Jusqu'à présent, l'application de l'intelligence artificielle dans le domaine bucco-dentaire était avant tout connue dans la prévention, notamment dans l'utilisation des brosses à dents connectées. Comment dépasser ce stade ?

Nicolas Giraudeau : Cette application n'est pas à négliger puisqu'elle pourrait permettre de détecter des caries, des inflammations gingivales ou de la plaque dentaire. Bien entendu, l'intelligence artificielle pourra être étendue à la chirurgie. Tout dépendra de la capacité qu'auront les praticiens à alimenter les bases en données. À cette condition, il sera alors possible de croiser les données du patient avec les résultats de recherche et l'ensemble des autres données collectées afin de pouvoir améliorer la prise en charge du patient. Ainsi dans le cas d'une dent de sagesse incluse et mal positionnée, on sera en mesure d'établir des pronostics au regard de toutes ces données. Ce qui n'est pas le cas aujourd'hui.

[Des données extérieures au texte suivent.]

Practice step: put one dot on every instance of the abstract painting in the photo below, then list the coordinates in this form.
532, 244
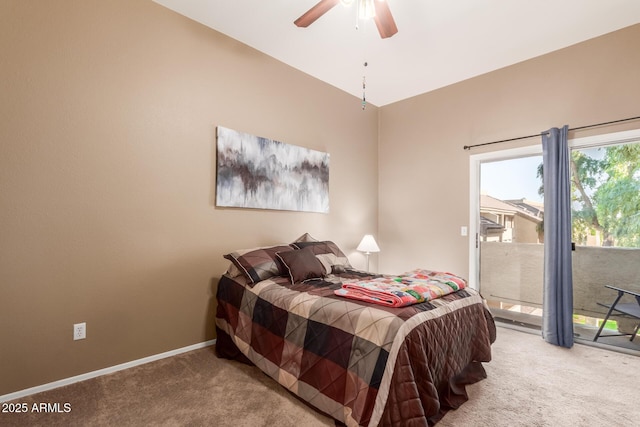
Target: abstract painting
256, 172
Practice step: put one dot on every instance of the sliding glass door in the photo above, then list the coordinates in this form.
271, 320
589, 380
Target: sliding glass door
507, 226
510, 236
606, 231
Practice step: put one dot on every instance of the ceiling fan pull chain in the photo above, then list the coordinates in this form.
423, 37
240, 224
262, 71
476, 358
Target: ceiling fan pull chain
364, 86
364, 99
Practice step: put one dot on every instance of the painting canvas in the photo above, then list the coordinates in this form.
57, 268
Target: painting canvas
256, 172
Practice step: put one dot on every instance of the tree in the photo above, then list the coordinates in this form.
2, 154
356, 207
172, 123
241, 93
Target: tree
605, 188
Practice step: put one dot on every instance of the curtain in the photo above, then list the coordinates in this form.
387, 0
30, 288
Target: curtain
557, 321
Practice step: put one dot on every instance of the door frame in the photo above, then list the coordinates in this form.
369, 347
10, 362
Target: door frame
475, 160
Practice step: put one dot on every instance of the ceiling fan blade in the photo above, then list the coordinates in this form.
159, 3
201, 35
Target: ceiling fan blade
384, 21
322, 7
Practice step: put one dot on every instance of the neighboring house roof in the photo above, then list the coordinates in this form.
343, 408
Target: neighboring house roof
487, 224
534, 208
491, 204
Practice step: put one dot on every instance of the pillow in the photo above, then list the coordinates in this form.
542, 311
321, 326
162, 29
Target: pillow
259, 263
233, 271
306, 237
302, 264
327, 252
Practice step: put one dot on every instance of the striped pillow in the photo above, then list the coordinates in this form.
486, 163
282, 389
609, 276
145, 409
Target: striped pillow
327, 252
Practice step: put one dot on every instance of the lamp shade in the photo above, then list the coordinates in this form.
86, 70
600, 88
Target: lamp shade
368, 244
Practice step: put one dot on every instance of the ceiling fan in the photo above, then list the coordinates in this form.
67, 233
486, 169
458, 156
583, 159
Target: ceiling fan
376, 9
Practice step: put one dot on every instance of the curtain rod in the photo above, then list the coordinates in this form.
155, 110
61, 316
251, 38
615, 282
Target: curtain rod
469, 147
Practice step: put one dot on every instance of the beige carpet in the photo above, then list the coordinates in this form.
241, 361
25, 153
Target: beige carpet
530, 383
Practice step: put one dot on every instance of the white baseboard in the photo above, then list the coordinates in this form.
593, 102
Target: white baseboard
100, 372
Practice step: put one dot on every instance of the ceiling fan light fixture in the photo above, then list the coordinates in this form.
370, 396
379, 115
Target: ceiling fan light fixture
366, 9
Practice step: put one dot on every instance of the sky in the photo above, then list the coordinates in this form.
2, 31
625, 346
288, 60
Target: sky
511, 179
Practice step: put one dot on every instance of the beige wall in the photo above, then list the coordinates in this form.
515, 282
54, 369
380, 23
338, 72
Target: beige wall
424, 178
107, 178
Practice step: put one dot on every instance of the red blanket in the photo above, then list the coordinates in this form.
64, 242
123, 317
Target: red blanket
398, 291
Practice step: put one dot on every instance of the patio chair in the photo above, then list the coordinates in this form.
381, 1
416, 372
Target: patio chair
627, 309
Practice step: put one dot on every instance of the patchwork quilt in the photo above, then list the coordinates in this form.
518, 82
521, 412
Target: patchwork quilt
409, 288
360, 363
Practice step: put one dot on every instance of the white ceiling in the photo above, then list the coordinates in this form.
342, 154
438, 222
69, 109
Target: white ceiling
439, 42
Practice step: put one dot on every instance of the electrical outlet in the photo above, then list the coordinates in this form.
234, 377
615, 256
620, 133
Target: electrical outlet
79, 331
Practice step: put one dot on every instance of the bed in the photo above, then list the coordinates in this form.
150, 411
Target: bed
360, 362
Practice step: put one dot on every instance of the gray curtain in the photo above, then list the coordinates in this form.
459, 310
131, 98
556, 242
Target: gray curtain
557, 321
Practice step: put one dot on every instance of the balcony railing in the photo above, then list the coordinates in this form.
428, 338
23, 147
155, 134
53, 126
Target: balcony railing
512, 274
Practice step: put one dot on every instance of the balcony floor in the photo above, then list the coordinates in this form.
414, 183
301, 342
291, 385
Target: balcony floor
583, 334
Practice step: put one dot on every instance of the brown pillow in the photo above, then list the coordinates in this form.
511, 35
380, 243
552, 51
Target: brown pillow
258, 263
301, 264
327, 252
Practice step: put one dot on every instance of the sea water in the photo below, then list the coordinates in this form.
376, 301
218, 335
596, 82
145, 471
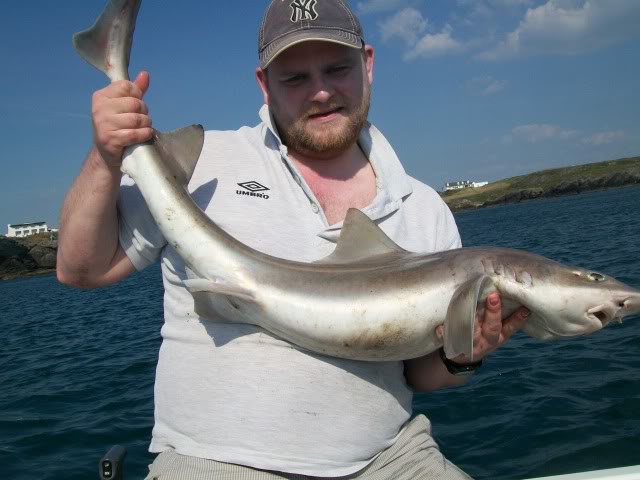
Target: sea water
77, 367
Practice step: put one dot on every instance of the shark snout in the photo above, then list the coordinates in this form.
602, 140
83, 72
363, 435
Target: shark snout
630, 306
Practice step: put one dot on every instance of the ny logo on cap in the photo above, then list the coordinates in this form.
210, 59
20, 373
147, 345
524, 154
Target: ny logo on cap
303, 10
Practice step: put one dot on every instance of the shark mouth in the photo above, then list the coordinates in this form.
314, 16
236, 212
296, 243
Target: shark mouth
606, 313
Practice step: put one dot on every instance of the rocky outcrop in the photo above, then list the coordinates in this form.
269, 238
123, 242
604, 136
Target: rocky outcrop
566, 187
28, 256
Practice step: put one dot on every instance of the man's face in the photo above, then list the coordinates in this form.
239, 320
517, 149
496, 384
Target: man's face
319, 94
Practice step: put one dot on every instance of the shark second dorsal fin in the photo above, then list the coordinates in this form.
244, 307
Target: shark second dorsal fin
360, 238
180, 150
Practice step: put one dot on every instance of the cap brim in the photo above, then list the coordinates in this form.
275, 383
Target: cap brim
334, 36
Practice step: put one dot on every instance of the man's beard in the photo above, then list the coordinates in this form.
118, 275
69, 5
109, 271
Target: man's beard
323, 142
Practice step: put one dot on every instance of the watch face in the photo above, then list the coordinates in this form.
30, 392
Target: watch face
457, 369
464, 371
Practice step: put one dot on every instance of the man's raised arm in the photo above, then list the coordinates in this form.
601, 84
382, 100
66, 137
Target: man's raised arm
89, 252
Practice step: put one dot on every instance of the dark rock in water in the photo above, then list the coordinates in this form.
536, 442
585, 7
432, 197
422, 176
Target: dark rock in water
10, 248
45, 257
27, 256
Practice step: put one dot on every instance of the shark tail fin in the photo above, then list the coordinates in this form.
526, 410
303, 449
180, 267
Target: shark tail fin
459, 323
180, 150
107, 44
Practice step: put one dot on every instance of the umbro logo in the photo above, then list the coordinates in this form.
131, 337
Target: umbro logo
253, 189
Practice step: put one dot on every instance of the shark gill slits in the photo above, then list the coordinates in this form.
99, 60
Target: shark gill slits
601, 316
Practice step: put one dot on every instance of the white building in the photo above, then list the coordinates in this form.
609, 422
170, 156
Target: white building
26, 229
463, 184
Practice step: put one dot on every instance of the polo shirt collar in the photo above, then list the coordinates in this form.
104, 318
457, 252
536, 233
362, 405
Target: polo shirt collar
392, 182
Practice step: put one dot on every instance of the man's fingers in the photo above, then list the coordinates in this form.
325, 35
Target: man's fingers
515, 322
131, 137
121, 88
492, 323
142, 82
126, 121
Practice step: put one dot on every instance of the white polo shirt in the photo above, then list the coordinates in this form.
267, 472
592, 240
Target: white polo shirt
234, 393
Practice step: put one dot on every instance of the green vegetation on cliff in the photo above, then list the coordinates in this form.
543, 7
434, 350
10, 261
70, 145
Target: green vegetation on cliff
548, 183
33, 255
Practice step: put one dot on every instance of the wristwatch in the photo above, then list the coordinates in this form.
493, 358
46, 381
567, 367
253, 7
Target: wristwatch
459, 369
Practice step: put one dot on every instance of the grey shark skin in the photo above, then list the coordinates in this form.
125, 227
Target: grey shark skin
370, 299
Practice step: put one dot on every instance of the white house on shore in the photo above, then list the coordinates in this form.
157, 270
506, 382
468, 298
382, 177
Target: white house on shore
26, 229
463, 184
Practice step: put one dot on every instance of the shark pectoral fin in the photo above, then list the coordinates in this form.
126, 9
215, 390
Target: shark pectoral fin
460, 320
106, 45
181, 150
195, 285
360, 238
217, 300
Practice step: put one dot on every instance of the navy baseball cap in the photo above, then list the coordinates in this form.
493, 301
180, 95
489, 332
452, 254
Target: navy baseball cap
289, 22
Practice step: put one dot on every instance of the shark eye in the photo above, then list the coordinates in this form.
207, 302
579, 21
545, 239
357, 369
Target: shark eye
596, 277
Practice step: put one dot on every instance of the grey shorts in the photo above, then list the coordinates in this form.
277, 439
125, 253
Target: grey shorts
414, 456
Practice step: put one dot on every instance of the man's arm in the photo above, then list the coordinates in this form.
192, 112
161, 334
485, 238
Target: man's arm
428, 373
89, 253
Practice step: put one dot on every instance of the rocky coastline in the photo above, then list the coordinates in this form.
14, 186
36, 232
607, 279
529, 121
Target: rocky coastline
28, 256
546, 184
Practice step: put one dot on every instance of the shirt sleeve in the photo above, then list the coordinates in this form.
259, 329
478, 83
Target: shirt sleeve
140, 236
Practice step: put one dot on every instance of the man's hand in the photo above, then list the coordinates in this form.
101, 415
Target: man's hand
120, 118
490, 330
428, 373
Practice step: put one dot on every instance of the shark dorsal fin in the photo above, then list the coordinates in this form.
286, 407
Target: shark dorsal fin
360, 238
180, 150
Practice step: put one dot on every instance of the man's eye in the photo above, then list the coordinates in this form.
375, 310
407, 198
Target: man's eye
292, 81
340, 70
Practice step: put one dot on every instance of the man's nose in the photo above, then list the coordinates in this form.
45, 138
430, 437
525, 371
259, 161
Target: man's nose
322, 90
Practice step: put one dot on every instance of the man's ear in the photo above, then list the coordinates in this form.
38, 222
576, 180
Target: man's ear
369, 58
263, 81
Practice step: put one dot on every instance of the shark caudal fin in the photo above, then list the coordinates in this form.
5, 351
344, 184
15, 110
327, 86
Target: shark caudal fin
459, 323
107, 44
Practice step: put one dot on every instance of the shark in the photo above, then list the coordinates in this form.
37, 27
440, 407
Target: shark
370, 299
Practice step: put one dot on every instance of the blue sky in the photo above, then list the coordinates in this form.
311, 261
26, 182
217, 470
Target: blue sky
463, 89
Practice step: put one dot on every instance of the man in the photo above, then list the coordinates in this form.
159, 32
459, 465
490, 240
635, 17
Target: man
232, 401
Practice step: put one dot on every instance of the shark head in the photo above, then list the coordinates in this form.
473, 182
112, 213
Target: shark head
576, 301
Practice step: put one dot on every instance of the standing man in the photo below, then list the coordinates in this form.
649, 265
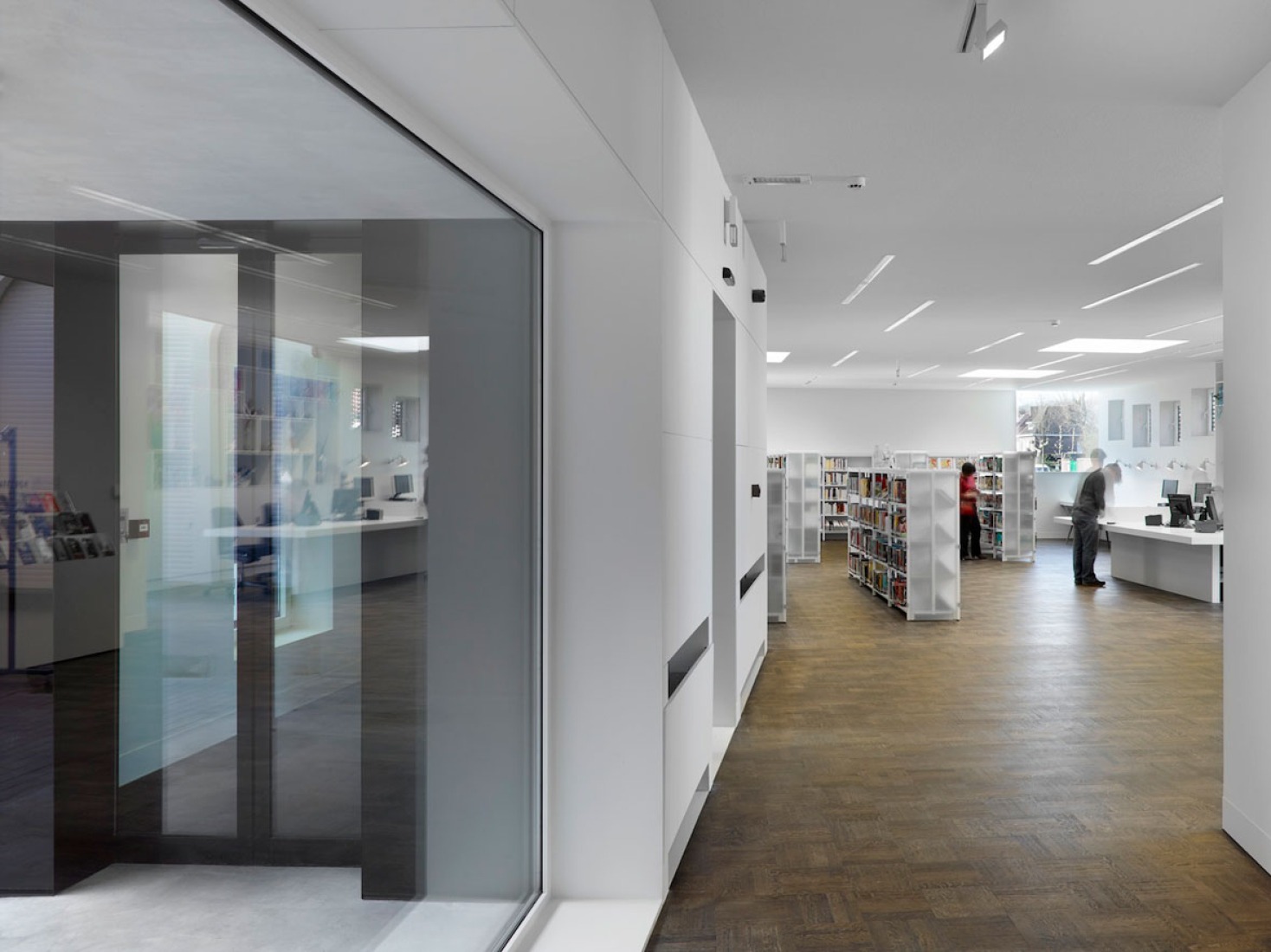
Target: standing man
1087, 509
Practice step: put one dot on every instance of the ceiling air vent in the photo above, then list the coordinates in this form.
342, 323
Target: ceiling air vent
778, 179
849, 181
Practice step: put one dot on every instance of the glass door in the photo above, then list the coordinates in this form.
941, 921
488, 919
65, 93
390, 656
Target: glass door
241, 619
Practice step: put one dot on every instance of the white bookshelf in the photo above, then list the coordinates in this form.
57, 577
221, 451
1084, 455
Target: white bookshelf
903, 542
988, 480
777, 540
803, 506
934, 559
834, 496
1020, 506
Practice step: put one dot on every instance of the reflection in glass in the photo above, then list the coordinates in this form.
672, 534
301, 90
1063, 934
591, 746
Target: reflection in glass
178, 679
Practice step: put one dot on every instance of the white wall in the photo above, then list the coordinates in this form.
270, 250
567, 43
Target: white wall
1141, 487
852, 422
1247, 332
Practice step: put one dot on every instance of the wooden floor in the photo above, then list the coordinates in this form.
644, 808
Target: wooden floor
1045, 773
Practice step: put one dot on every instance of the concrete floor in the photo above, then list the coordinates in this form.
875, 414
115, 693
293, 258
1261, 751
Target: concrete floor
217, 909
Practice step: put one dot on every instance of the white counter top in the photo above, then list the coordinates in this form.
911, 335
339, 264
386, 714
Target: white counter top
290, 531
1184, 537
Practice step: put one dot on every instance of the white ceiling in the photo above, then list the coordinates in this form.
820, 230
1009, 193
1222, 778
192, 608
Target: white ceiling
993, 182
186, 107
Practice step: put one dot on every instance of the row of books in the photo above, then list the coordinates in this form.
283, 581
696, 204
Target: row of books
59, 548
886, 582
881, 486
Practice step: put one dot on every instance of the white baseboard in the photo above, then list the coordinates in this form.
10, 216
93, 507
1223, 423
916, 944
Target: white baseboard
1247, 834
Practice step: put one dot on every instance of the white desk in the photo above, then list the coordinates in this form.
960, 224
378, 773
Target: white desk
1180, 561
310, 562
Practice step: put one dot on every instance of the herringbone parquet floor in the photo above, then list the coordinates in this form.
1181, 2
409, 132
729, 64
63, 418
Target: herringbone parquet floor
1043, 775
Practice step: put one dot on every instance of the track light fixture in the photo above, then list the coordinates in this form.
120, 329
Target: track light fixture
731, 216
977, 35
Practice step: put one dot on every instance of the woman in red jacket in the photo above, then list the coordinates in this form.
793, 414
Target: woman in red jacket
969, 495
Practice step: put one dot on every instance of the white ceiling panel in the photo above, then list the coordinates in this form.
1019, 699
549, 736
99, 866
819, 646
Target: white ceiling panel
404, 14
993, 182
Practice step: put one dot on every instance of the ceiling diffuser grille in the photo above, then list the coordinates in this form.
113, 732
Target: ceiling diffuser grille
849, 181
778, 179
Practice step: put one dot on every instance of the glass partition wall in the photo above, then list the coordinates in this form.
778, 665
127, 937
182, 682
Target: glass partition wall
287, 492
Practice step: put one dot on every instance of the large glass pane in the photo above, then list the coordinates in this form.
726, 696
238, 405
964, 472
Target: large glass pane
179, 440
307, 422
318, 468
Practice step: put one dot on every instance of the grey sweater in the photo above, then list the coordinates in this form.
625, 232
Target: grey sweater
1089, 497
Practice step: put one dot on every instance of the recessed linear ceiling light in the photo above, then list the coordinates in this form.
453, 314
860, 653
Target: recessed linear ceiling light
1139, 287
974, 35
1010, 337
1190, 323
394, 344
1108, 344
1015, 374
886, 260
1165, 228
994, 38
1053, 363
1096, 376
919, 309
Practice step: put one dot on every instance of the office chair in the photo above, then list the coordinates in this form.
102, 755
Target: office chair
225, 518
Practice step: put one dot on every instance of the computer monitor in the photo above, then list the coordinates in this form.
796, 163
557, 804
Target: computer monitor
344, 504
402, 485
1180, 510
1213, 509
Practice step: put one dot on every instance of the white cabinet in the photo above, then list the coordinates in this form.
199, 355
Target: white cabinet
803, 506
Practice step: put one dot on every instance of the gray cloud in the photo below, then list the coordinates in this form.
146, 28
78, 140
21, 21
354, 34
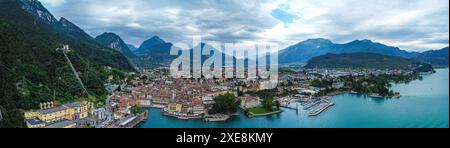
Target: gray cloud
409, 24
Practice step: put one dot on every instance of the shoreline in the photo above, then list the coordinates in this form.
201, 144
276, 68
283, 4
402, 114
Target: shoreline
253, 115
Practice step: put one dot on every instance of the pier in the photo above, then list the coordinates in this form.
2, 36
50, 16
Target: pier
323, 108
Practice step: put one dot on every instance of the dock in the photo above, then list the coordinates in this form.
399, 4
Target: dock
323, 108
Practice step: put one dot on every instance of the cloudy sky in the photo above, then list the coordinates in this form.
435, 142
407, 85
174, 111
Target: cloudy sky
414, 25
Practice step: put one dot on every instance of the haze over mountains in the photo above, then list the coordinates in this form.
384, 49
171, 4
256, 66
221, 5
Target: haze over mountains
33, 71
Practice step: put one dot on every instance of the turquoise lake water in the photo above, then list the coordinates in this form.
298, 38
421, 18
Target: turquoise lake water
424, 104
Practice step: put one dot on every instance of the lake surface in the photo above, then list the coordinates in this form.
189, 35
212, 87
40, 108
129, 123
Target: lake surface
424, 104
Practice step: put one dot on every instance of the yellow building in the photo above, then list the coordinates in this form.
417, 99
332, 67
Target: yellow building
66, 112
178, 108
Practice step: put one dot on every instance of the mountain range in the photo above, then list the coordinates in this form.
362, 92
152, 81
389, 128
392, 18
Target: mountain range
33, 71
434, 57
362, 60
304, 51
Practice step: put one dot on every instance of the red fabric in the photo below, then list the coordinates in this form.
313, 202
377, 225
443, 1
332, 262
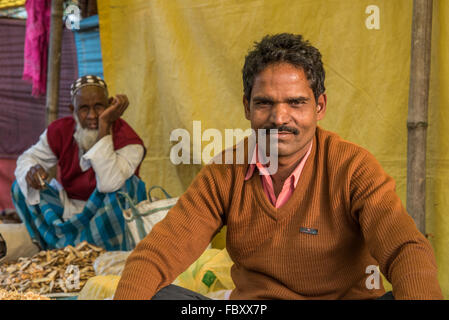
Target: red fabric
78, 184
7, 167
36, 44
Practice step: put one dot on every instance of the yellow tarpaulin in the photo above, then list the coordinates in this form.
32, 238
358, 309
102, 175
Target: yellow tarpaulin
180, 61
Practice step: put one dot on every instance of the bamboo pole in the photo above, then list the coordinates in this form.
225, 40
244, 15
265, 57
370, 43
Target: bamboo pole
54, 61
417, 111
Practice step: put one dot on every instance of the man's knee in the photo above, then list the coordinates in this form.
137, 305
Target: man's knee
16, 193
15, 242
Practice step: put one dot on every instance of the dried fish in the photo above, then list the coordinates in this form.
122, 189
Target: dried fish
49, 272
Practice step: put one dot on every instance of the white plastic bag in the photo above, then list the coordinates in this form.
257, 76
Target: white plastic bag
141, 218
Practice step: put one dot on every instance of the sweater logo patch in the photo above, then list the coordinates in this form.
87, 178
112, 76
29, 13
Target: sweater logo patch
308, 230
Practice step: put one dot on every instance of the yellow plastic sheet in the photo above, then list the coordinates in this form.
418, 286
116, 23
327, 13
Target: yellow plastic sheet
181, 60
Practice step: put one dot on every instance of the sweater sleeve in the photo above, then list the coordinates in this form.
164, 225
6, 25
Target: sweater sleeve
404, 255
174, 243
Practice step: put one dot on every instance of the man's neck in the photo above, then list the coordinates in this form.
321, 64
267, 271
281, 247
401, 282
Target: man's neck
288, 164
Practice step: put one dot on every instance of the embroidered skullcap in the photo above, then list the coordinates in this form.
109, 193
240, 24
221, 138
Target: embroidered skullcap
88, 80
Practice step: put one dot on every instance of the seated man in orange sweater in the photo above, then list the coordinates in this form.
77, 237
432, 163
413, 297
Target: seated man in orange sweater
312, 229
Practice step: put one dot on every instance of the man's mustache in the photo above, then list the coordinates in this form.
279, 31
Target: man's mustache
281, 129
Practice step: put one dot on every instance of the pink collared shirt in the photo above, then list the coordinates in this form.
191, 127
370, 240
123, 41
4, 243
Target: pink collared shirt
267, 183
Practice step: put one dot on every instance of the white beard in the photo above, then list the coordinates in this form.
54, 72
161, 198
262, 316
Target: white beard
85, 138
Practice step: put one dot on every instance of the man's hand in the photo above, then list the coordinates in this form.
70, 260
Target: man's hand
36, 176
115, 110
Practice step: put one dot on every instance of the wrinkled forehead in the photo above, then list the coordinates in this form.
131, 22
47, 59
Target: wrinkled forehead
90, 95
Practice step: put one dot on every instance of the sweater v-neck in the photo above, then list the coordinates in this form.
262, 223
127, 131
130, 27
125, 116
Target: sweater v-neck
292, 203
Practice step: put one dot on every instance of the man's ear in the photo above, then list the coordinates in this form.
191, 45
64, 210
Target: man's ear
321, 106
246, 106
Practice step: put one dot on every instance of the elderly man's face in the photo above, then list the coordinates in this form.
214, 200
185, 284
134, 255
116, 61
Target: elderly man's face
281, 98
89, 104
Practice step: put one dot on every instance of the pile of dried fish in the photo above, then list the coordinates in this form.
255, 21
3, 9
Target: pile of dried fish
14, 295
53, 271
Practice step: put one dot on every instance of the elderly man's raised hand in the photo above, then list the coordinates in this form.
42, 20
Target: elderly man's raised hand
115, 110
36, 176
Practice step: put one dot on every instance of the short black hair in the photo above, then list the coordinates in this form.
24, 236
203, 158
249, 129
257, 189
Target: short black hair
289, 48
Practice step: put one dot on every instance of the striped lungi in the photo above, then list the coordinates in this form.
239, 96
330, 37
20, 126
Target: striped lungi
100, 223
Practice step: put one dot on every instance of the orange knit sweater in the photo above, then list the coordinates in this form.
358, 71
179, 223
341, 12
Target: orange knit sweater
343, 194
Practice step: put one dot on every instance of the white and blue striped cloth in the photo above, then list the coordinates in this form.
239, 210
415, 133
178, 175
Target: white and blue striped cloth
100, 223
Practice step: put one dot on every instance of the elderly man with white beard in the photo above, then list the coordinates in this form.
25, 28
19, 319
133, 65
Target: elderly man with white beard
98, 155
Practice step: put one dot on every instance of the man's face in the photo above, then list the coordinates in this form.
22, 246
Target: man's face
281, 98
89, 104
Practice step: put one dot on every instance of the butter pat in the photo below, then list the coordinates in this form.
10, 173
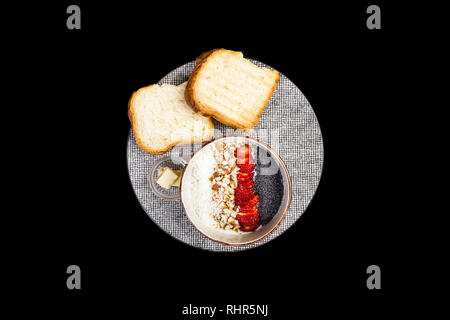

L'intelligence artificielle suscite l'enthousiasme de certains professionnels de santé, mais aussi des réticences chez d'autres praticiens, notamment en ce qui concerne l'avenir de leurs fonctions et la protection des données. Comprenez-vous ces craintes ?

Nicolas Giraudeau : Tout d'abord, il faudra toujours des humains, des cliniciens impliqués, pour alimenter et contrôler les banques de données. Tous les grands principes devront être, par ailleurs, validés par les sociétés savantes, en adéquation avec les acquis de la science. Il n'est donc aucunement question de remplacer les chirurgiens-dentistes. Le système numérique ne sera là que pour les accompagner pour les rendre plus performants, plus pertinents dans la prise en charge du patient. Si l'Homme n'est pas infaillible, la machine, bien programmée, bien validée, devrait l'être. Les algorithmes seront là pour assister le praticien afin d'augmenter ses capacités dans le seul objectif d'améliorer les soins ou de détecter des besoins en soins qui ne sont pas visibles par l'humain.
Il s'agira bien entendu de vérifier que les transferts de données soient bien sécurisés et qu'ils soient effectués avec le consentement du patient. Nous sommes cependant d'ores et déjà soumis, en France, à des obligations réglementaires répondant à ces contraintes, notamment par le biais des hébergeurs en données de santé, et ce dans le respect de la réglementation européenne. J'estime qu'au contraire des réticences exprimées par certains praticiens, des avancées vont être effectuées, grâce aux progrès de l'intelligence artificielle, en termes de clarification et de structuration. Car il n'est pas rare que ce soit les mêmes praticiens qui hurlent au scandale au sujet de supposées dérives dans l'utilisation des données et qui en même temps, envoient à leur prothésiste, les photos de leurs patients par leur boîte mail yahoo ou gmail !




Les objets connectés déjà bien installés dans le domaine de la prévention vont se doter d’une intelligence qui leur permettra d’être plus performants, plus réactifs, voire plus prédictifs. Ils ne remplaceront cependant jamais les praticiens qui continueront à quantifier et à coder ces données. Du reste, le monde de la santé bucco-dentaire n’a pas attendu le Plan national pour l’intelligence artificielle, lancé le mois dernier par le gouvernement, pour exploiter la formidable ressource que constitue le croisement des données patients avec le big data dans le développement de nouvelles solutions, diagnostiques et thérapeutiques. La pratique dans le quotidien du cabinet libéral produit en effet une richesse inépuisable en données cliniques qu’il convient toutefois d’appréhender avec tous les moyens éthiques et déontologiques requis et que seuls les praticiens qui auront sondé ses diverses dimensions pourront mettre réellement à profit. Il y va de l’optimisation de la prise en charge de leurs patients et in fine de leur exercice professionnel.



*Nicolas Giraudeau est MCU-PH santé publique odontologie au CHU de Montpellier, docteur en droit, spécialiste de la télémédecine bucco-dentaire.